Anyway, I do not buy your argument, because from what I know, people in rural, mountainous or isolated areas are typically much more conservative than people in cities, just because they have limited opportunities to learn from the others/strangers. So since Romans dominated in Greece, I would rather expect that the cities would become latinised, leaving rural and mountainous areas 'greek'. If this did not happen, was perhaps because Greek language was a standard and appreciated part of Roman elites' education, very much in a sense similar to French language in 17th-19th centuries across the whole Europe, and English nowadays. What you suggest would make much more sense if modern Greeks culturally colonized (since a midst of 19th century, perhaps) areas which were not so much Greek at the time. 

Anyway, a complex history of the region, significant boundary changes throughout centuries, voluntary and non-voluntary migrations, acculturation, 19th century nationalism and an exchange of population between Greece and Turkey in my opinion make all speculations about which language is historically native to which population, and on which area, well, speculative.


----------



## Perseas

jasio said:


> ...and it was dominated by Turks also for several hundred years much more recently, so?


So, if a people is dominated for hundreds of years by another people who speak another language, the former or part of them may gradually lose/forget  their native language under various factors.
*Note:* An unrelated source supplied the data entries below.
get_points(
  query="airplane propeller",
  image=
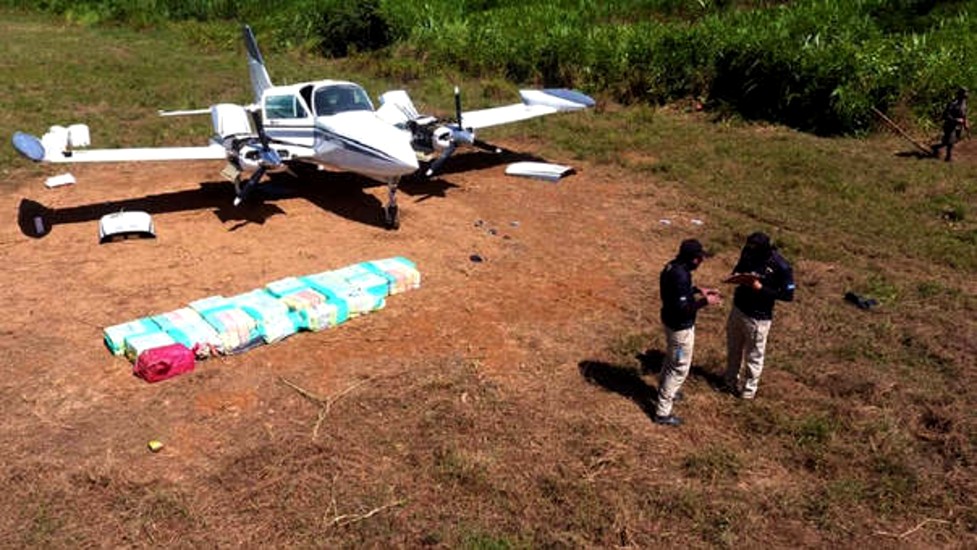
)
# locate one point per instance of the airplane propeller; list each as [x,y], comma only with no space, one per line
[269,158]
[452,135]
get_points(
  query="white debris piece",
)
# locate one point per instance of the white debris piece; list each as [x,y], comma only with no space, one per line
[538,170]
[59,180]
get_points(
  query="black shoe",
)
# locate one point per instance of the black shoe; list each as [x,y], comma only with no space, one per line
[670,420]
[726,387]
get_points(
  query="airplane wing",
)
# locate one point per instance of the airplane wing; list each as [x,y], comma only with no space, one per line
[64,145]
[534,103]
[210,152]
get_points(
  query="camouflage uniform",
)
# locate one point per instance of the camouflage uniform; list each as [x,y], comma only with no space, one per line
[954,122]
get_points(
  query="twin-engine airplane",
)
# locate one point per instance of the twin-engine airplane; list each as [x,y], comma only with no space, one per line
[327,123]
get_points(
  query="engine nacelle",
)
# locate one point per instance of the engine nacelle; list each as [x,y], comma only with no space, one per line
[444,136]
[441,137]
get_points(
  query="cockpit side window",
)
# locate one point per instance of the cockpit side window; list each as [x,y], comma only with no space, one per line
[284,106]
[340,98]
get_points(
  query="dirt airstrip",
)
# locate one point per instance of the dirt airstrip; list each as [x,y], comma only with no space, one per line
[567,268]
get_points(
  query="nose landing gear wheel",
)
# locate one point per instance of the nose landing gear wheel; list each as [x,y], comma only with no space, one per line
[391,217]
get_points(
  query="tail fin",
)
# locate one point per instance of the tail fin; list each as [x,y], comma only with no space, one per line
[256,65]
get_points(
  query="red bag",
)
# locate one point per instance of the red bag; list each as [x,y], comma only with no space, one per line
[164,362]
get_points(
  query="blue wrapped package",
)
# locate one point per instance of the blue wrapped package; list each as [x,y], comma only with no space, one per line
[136,344]
[237,330]
[314,310]
[115,335]
[366,294]
[187,327]
[275,321]
[401,274]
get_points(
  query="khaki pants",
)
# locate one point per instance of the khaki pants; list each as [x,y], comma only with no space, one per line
[675,368]
[746,339]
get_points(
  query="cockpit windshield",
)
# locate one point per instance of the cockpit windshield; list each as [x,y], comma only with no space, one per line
[338,98]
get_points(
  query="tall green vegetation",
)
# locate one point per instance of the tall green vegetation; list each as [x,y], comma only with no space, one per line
[817,65]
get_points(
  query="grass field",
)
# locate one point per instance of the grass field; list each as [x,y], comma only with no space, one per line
[879,443]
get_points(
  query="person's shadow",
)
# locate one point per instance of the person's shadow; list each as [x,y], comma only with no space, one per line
[627,381]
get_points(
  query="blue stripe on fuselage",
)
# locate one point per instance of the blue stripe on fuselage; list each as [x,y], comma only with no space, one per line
[325,134]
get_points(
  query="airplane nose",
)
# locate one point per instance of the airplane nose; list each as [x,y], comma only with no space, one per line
[406,159]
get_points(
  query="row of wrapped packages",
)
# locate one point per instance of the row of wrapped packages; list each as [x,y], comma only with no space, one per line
[228,325]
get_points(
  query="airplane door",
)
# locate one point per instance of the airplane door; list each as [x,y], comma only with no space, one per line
[287,118]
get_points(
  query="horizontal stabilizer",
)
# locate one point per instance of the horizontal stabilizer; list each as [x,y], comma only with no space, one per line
[535,103]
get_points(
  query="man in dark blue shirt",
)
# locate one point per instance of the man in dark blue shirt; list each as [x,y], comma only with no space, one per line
[763,276]
[681,300]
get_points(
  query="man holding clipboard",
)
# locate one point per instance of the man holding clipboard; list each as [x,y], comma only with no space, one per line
[681,300]
[762,277]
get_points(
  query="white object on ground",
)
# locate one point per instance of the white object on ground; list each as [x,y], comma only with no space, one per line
[538,170]
[59,180]
[125,224]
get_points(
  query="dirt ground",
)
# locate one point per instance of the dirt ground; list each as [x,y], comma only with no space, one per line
[565,265]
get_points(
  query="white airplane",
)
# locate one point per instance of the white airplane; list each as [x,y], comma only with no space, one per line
[330,124]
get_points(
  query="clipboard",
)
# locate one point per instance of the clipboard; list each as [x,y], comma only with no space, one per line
[742,278]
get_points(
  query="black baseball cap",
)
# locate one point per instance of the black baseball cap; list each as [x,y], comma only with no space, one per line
[691,248]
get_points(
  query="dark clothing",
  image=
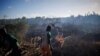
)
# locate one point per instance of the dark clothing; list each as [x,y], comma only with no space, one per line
[48,28]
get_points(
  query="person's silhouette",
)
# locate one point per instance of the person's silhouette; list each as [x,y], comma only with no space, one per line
[48,30]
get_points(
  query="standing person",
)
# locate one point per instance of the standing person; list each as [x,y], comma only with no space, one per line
[45,46]
[9,43]
[48,30]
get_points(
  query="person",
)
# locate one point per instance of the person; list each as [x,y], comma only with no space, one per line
[9,43]
[48,30]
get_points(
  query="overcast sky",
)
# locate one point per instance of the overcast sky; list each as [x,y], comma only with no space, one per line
[48,8]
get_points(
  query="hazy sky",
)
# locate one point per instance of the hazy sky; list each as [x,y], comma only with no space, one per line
[48,8]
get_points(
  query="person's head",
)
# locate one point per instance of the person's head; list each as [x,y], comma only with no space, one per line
[2,31]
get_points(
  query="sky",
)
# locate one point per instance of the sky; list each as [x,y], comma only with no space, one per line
[47,8]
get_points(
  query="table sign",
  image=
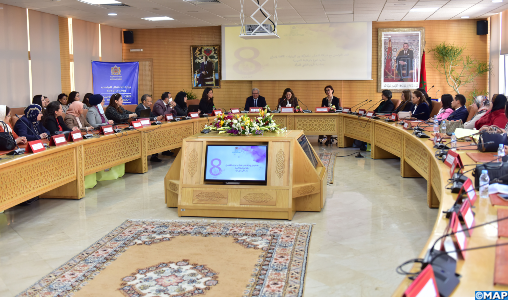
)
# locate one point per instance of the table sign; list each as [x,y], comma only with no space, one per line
[76,136]
[194,115]
[107,130]
[35,146]
[322,109]
[57,140]
[424,285]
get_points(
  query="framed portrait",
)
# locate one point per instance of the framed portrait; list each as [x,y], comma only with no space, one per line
[400,53]
[205,66]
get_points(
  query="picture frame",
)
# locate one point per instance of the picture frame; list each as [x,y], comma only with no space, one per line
[206,67]
[400,53]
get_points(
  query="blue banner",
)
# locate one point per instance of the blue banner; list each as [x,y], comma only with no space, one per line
[111,78]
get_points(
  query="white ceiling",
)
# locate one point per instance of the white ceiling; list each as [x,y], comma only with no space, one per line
[227,12]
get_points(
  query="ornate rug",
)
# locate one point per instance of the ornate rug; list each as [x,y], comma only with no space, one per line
[146,258]
[328,160]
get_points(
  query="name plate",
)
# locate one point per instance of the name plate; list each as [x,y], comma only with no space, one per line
[322,109]
[35,147]
[57,140]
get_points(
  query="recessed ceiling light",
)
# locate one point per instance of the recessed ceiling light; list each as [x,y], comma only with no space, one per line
[158,19]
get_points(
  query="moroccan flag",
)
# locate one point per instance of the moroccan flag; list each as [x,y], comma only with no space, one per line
[423,73]
[388,64]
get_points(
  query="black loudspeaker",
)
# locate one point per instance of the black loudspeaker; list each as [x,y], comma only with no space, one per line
[482,27]
[128,37]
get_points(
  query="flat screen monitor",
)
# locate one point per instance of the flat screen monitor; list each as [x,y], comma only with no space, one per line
[236,164]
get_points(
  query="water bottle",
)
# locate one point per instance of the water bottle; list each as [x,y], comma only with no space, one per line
[484,184]
[436,125]
[443,127]
[500,153]
[453,143]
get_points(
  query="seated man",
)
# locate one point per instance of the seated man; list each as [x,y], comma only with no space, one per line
[459,105]
[255,100]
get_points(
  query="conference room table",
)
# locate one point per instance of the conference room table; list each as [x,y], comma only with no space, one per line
[59,173]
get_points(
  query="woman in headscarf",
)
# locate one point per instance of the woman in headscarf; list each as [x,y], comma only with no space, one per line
[95,115]
[75,118]
[53,120]
[494,118]
[30,126]
[181,104]
[5,121]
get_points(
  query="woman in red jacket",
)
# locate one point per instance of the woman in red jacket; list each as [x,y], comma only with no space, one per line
[494,117]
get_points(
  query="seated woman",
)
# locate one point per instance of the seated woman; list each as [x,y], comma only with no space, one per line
[495,117]
[53,120]
[421,110]
[405,102]
[288,99]
[30,126]
[116,112]
[5,121]
[446,110]
[96,116]
[181,104]
[75,118]
[386,106]
[206,105]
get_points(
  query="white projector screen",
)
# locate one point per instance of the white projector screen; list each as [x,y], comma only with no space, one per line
[329,51]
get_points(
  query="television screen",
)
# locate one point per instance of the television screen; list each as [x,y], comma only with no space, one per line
[236,163]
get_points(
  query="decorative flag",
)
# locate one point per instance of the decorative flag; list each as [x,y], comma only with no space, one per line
[423,73]
[388,64]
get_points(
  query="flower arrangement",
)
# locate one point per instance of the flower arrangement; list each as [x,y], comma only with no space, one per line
[243,125]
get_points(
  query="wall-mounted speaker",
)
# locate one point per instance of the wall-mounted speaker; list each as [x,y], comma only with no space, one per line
[128,37]
[482,27]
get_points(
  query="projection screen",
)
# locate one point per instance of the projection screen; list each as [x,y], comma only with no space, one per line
[329,51]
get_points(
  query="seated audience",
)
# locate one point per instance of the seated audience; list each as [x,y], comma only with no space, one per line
[206,105]
[255,100]
[146,102]
[5,121]
[421,110]
[386,106]
[181,104]
[62,98]
[460,111]
[96,116]
[30,126]
[116,112]
[495,116]
[483,105]
[53,119]
[74,117]
[446,109]
[288,99]
[405,102]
No matter if the dominant people are called Greeks, Romans, Turks etc.


----------



## jasio

Perseas said:


> So, if a people is dominated for hundreds of years by another people who speak another language, the former or part of them may gradually lose/forget  their native language under various factors. No matter if the dominant people are called Greeks, Romans, Turks etc.



You are absolutely right. 

However, in the first place this is true primarily for the people having frequent contacts with the rulers' language: aristocracy, officers, nobles, household servants, merchants, and other people who can benefit from aculturation, while isolated, rural or mountainous areas are typically the most conservative. Sheppard may know some foreign words to sale wool and cheese to foreigners, but does not have any reason to learn more or to bring foreing language home. And the mere fact that they maintained to preserve their language throughout following 1500 years of history, serves as the best evidence. Considering that Greek (κοινή) was a second important language of the Empire during most of its history, so Greek speakers did not have many reasons to learn Latin, in my humble opinion the theory just doesn't add up. 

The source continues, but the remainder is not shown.